Jules : Moins conceptuellement aussi, on était ami avec deux graphistes Gabriel Weber et Lolita Do Peso Diego et on a un jour essayé de faire un concert avec des projections. C’était au départ très tâtonnant et c’est devenu petit à petit un dispositif plus construit.

Mais si votre idée est de vous cacher derrière des images, vous n’avez pas peur que les projections se substituent à la musique elle-même et vous fassent parfois disparaître ?

Dylan : L’idée de disparaître est un risque assumé. Dans notre démarche, on se questionne sur la nature du musicien, s’il n’est finalement pas devenu qu’un technicien. Mais peut-être que le dispositif est inapproprié, on s’interroge encore beaucoup sur la valeur de cette mise en forme…

Théo : Tu es en train de dire qu’on est une machine dysfonctionnelle, là ? Dylan rationalise beaucoup à cause de son passé d’architecte et parce qu’il a eu une période un peu math-rock ! Disons que l’animation est aussi un moyen de nous rassurer vis-à-vis du malaise qu’on peut ressentir sur scène. C’est d’ailleurs un malaise qui s’est construit petit à petit, à cause des exigences de ceux qui ont commencé à juger notre travail. Avant, on avait un rapport très innocent à la scène et c’est sûr qu’en réfléchissant à une mise en forme adéquate de notre musique, on a perdu une certaine fraîcheur et une certaine immédiateté. Notre musique est très difficile à délivrer scéniquement car on recherche toujours le bon compromis entre la prestation vivante et les séquences électroniques. La géométrie variable qu’on a déjà évoquée vient aussi de cette recherche régulière de trouver ce compromis. On se remet beaucoup en cause vis-à-vis de ça.

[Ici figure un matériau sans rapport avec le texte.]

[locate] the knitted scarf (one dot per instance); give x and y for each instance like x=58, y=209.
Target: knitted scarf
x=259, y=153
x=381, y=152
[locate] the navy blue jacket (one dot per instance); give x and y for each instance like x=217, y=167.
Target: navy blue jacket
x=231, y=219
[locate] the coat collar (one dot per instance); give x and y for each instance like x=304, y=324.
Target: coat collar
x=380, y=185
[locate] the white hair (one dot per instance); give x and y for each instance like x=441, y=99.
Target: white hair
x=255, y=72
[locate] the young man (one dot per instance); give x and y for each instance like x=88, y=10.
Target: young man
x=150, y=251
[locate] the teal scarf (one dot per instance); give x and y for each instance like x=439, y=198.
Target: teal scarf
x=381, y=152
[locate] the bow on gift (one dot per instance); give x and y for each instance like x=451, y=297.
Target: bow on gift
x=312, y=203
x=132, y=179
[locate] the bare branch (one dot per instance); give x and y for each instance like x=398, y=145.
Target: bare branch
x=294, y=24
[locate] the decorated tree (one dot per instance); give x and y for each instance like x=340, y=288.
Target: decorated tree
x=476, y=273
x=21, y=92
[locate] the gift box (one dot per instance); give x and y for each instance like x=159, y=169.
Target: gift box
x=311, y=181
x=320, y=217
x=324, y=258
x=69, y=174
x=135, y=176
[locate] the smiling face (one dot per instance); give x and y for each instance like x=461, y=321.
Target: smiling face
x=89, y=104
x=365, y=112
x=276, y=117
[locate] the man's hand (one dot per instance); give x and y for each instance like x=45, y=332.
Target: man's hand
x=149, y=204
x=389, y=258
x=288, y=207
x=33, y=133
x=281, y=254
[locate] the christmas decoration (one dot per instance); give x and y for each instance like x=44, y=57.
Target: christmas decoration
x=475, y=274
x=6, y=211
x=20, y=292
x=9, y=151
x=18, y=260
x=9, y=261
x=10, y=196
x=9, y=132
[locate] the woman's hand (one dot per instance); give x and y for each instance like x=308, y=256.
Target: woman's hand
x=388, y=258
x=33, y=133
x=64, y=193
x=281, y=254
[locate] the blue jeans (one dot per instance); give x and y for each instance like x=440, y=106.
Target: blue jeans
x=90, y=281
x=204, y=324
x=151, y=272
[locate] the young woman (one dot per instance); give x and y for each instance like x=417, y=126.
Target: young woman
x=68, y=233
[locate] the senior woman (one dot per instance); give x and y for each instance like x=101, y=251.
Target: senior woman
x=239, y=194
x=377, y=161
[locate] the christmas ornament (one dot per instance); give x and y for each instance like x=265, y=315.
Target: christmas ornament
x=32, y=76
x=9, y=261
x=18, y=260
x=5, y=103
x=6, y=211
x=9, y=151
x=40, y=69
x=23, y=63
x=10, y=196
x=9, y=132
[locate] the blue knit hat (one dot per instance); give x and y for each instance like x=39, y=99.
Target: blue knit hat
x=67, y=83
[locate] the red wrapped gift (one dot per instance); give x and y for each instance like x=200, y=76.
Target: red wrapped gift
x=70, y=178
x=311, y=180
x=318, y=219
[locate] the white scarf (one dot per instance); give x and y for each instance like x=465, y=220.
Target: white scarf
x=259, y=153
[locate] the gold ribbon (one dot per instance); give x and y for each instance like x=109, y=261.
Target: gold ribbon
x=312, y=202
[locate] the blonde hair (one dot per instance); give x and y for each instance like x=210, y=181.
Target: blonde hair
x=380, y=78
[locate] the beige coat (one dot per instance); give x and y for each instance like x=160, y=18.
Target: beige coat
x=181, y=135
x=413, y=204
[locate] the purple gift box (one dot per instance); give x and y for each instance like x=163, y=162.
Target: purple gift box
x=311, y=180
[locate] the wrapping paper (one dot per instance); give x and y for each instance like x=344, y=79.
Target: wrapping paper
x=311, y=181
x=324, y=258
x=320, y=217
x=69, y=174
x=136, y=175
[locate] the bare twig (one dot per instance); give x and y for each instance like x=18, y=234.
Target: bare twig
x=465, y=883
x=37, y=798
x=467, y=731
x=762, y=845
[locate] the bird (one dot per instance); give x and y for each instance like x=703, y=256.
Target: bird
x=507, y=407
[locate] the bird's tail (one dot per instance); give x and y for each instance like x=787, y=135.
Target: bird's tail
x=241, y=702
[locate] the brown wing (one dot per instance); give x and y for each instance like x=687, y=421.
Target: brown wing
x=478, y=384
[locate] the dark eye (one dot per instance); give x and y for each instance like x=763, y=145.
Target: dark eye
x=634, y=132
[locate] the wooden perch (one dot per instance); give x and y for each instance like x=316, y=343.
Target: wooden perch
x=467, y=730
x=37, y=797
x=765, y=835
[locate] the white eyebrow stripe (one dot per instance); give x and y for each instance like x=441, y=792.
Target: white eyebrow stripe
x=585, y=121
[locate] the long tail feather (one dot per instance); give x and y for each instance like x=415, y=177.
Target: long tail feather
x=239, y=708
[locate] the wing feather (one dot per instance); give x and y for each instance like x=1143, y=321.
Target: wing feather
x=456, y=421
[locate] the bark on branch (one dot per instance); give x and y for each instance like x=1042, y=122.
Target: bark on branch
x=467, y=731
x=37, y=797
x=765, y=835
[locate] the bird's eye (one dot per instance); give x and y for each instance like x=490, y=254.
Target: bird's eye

Jules : Ensuite le lien entre la mise en forme et la musique vient naturellement : les graphistes et les musiciens interagissent avec des séquences déjà créées par les ordinateurs. C’est grâce à l’interaction un peu instinctive des différents artistes avec la machine qu’il n’y a pas trop de hiatus entre fond et forme.

Et musicalement, vous acheminez-vous vers plus de démocratisation et d’évidence pop comme ça semble être la trajectoire de pas mal de groupes initialement expérimentateurs ? Est-ce qu’au contraire le concept et la recherche risquent de l’emporter avec le temps ?

Noé : Tout d’abord, je pense que la démocratisation n’est pas du tout un choix de facilité, c’est même sans doute plus facile de bidouiller des guitares que d’écrire une bonne chanson… Mais je crois cependant qu’on tend naturellement à triturer de plus en plus les « pop songs ». Le format chanson est premier chez nous et il va demeurer mais une esthétique plus expérimentale et folle risque de plus en plus d’émerger pour se superposer à cette essence pop.

Caandides dans les prochains mois, qu’est-ce que ce sera ?

Noé : A priori, on a quelques dates notables. On jouera notamment au Printemps de Bourges le 27 avril, le 17 mars à Caen au festival De l’Ouïe Dans L’Air, le 20 mars au Baron, le 19 avril chez Colette…

Pour conclure, Caandides, alors, qu’est-ce que c’est ?

Jules : C’est le moment de grimper dans les sphères de l’imagination ? Caandides, c’est une rumeur…

Théo : C’est un réflexe lacanien à la mort de Dark Vador.

Noé : C’est une animation PowerPoint.

Dylan : C’est surtout un groupe de musique au sens actuel du terme qui travaille la matière et le multimédia. C’est une association d’artistes et en tout six personnes qui essaient de faire des concerts et de la musique.

Et à quoi ça sert ?

Dylan : Ça sert à faire de la bonne musique. Et ça sert à faire quelque chose de nous.